O świadomości… gdzie ty jesteś?
Pewna rozmowa sprzed dwóch dni sprawiła, że piszę dziś ten oto tekst. Będzie to tekst smutny, bo mówiący o pewnej rzeczywistości, która – choć należy do sacrum – często przechodzi w profanum.
Oto dwa dni temu pewien młody chłopak zapytał mnie mniej więcej w ten sposób: ,,Byłem u spowiedzi i chce zapytać o to, czy jeśli ksiądz wypowiada formułkę rozgrzeszenia ale nie robi znaku krzyża spowiedź jest ważna?”
Przyznać muszę, że pytanie bardzo dojrzałe i mądre. A co chyba najważniejsze, zadaje je osoba bardzo świadoma. Oczywiście, odpowiedziałem zgodnie z prawdą, że spowiedź jest ważna. Sprowokowany trochę przez tego chłopaka chcę dziś wspomnieć pewien dziwny epizod z mojego życia.
Wiedząc, że mój spowiednik przebywał poza Krakowem, wybrałem się jakiś czas temu do spowiedzi. Poszedłem do jednego z krakowskich kościołów. Nieznany mi spowiednik, nieznany konfesjonał – czysty przypadek. Przede mną jakaś pani w kwiecie wieku. Ledwo podeszła do konfesjonału i uklęknęła a już się podniosła i odeszła. Trwało to wszystko może półtorej minuty. Mijając mnie wykonała w moim kierunku dziwny gest zadowolenia. Spojrzała na mnie i podniosła do góry kciuk prawej ręki, wskazując przy tym, że spowiedź (albo spowiednik) bardzo jej się podobała. Przez chwilę miałem wątpliwość, czy podejść do kogoś, kto bawi się w dzięcioła, bezmyślnie stukającego na prawo i lewo albo bierze udział w konkursie na największą ilość wyspowiadanych osób na minutę.
Podszedłem i … Fakt, spowiednik pozwolił wymienić mi dokładnie wszystkie grzechy. Mówiłem tyle, ile chciałem, ale potem… Nie było żadnej nauki, od razu po moich słowach ogromnej wielkości znak krzyża nad moją głową i bardzo niedbale wypowiedziana formuła rozgrzeszenia. Trwało to wszystko chyba ze trzy sekundy.
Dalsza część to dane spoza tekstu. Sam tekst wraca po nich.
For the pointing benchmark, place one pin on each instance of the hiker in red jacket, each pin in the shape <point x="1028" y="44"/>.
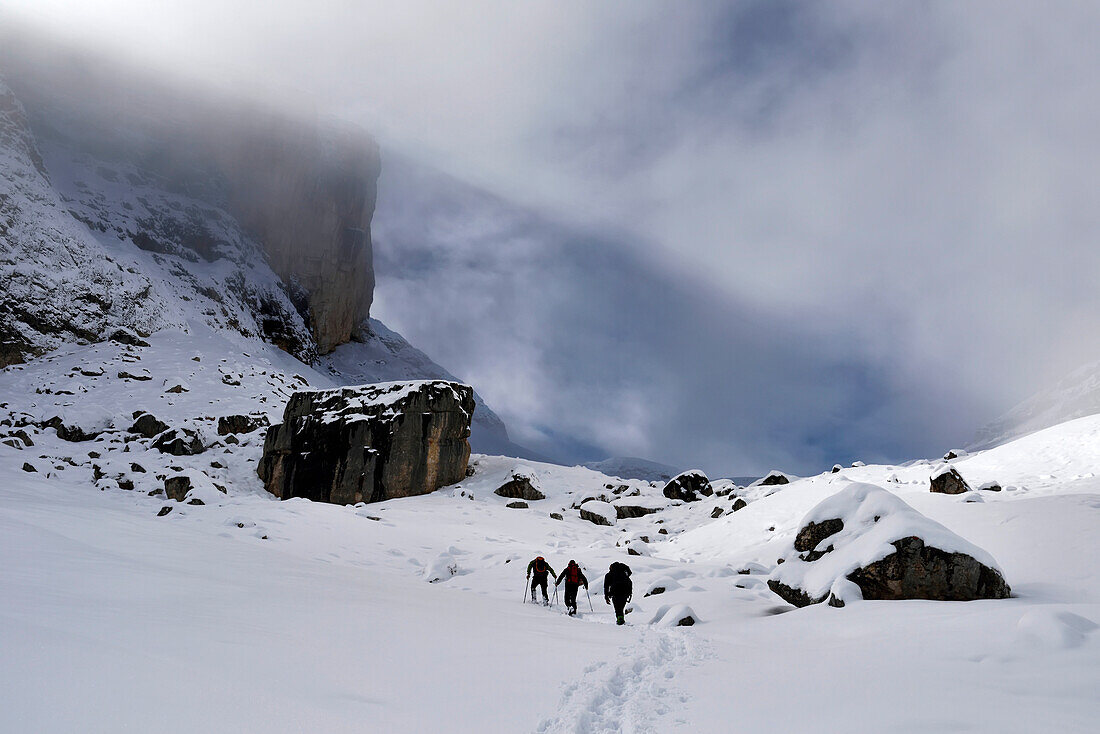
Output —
<point x="539" y="571"/>
<point x="573" y="577"/>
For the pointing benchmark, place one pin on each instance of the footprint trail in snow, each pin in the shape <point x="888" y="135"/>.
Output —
<point x="631" y="694"/>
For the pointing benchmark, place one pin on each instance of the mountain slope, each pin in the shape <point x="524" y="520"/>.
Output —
<point x="1074" y="396"/>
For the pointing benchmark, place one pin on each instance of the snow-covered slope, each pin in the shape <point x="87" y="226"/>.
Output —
<point x="1074" y="396"/>
<point x="249" y="613"/>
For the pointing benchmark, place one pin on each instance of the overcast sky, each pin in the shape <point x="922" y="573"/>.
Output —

Dobrze wiem, że nie da się formuły rozgrzeszenia wypowiedzieć do końca w ciągu trzech sekund, więc kiedy spowiednik zapukał, głośno i wyraźnie poprosiłem, żeby wypowiedział formułę rozgrzeszenia jeszcze raz powoli. Zrobił to.
Okazuje się, że uczynienie krzyża nad głową penitenta nie jest warunkiem ważnie odbytej spowiedzi. Aby spowiedź była ważna, potrzebne jest wypowiedzenie przez spowiednika do końca formuły rozgrzeszenia. Nie do połowy, nie trzech pierwszych słów, ale do końca. I szczególnie ważne są słowa końcowe: I ja odpuszczam tobie grzechy, w imię Ojca i Syna i Ducha Świętego. Amen.
Nie może być żadnych form zastępczych typu: I ja cię rozgrzeszam z twoich grzechów… I Bóg przeze mnie odpuszcza ci grzechy… I Bóg cię uwalnia od twoich grzechów…
Żadnej twórczości własnej!!! Jeśli ktoś rozgrzesza na ,,swój” sposób, to spowiedź jest nieważna, jednak nie z winy penitenta, lecz z winy spowiednika. Penitent nie zaciąga z tego powodu żadnej winy. Natomiast penitent świadomy takiej sytuacji powinien zwrócić uwagę spowiednikowi na jego niedbalstwo lub po prostu skorzystać z posługi kogoś innego. Gra toczy się przecież o wielką stawkę – o rozgrzeszenie.
Piszę o tym nie po to, by kogokolwiek straszyć. Piszę bardziej po to, by uświadomić. Bo jak sobie pomyślę o tej pani z kciukiem do góry, to aż się boję zapytać o jej świadomość.
Do ważności spowiedzi wystarczy samo: I ja odpuszczam tobie grzechy w Imię Ojca, i Syna, i Ducha Świętego. Amen.
Ja mam do ojca pytanie,gdzie i kiedy ojciec spowiada w Krakowie?
Kościół M> B> Ostrobramskiej w Krakowie na Wieczystej spowiadam w najbliższy czwartek w godz. 15.oo – 16.30
Dziękuję za informację 😉
Ojcze a czy to jest jakiś stały dyżur?
Nie, nie jest to stały dyżur, ale można umówić się mailowo na jakąś konkretną godzinę.